Locked in a fierce battle in the smartphone market, South Korean giant Samsung unveils its latest device aimed at challenging Apple in its home market.
The Galaxy S4, set to be unveiled at New York's Radio City Music Hall on Thursday, has been generating buzz worthy of the iPhone, as the two firms fight for leadership in smartphones in the US and global markets.
Samsung has released no details about the device, but it is widely expected to be an upgraded, slightly larger version of its Galaxy S3, with some new bells and whistles.
According to The New York Times and some other media, the S4 will be able to respond to eye movements with an enhanced interface, and will offer an improved display.
Samsung has released a series of videos on the Internet and has hired dancers to promote Thursday's event with street performances in Times Square, complete with a sign that reads, "Be Ready 4 The Next Galaxy."
Samsung has become the top smartphone maker worldwide with a 29 percent market share, according to IDC, while in the US market Apple remains the king and sells more than one of every three mobile phones.
The Galaxy S3 has sold more than 40 million worldwide since its launch last May and has some analysts debating which of the two firms is ahead in innovation.

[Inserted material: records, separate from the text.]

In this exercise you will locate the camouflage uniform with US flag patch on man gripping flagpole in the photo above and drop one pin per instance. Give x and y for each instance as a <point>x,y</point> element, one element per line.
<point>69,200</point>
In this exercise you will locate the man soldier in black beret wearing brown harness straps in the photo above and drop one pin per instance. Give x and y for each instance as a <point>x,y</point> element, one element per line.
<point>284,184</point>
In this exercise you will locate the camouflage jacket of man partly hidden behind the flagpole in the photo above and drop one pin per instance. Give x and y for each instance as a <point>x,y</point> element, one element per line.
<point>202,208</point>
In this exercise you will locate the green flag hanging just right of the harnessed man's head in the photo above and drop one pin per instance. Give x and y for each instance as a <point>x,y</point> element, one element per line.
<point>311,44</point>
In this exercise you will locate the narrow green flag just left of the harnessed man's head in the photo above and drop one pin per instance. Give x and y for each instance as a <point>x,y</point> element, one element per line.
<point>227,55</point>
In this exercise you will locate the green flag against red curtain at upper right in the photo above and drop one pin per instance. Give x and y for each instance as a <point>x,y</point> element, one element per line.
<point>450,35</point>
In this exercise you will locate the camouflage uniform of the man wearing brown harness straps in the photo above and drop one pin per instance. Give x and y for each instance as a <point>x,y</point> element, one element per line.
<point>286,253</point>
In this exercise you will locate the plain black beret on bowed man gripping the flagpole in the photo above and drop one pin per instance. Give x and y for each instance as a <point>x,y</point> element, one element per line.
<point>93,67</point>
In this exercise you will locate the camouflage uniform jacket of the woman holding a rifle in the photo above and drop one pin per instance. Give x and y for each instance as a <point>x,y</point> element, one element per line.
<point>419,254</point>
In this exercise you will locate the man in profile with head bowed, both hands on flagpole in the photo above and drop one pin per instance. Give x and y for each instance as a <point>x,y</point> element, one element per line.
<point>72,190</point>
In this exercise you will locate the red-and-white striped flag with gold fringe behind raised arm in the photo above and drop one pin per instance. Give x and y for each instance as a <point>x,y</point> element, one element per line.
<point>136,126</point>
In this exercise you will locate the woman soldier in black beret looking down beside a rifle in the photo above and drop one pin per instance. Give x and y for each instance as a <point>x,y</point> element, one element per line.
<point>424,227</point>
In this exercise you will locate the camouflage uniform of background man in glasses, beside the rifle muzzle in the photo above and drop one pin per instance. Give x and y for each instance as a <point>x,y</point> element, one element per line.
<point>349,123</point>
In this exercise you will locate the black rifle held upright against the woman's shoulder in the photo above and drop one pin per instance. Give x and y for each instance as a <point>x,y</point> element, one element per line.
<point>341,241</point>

Apple, which is known for keeping its plans private, is believed to be working on its own upgrades, including a new version of the iconic iPhone. But Apple shares have slumped some 40 percent from highs hit last year.
Analysts at CIMB, an Asian financial firm, see sales of the Galaxy S4 likely to reach at least 70 million and "even over 100 million is possible." Morgan Stanley said the new device should deliver "solid" results for Samsung.
"Samsung could be the new Apple," said a research note from analysts at Bank of America-Merrill Lynch.
"Apple's recent products, the iPhone 5 and the iPad mini simply can't stand next to the innovation and buzz Samsung has brought to the market."
The two firms are also battling in the market for tablet computers—with Apple leading the market but losing some market share—and have been in a bitter court battle over patent infringement in US courts and elsewhere,
A judge recently cut $450 million from a $1 billion award to be paid by Samsung in a major case in California, saying a jury had wrongly calculated the damages.
Apple had accused its rival of massive and willful copying of its designs and technology for smartphones and tablets.
Some analysts say the legal struggle will have little impact on the market because new products hit the market by the time the cases can be resolved in the courts.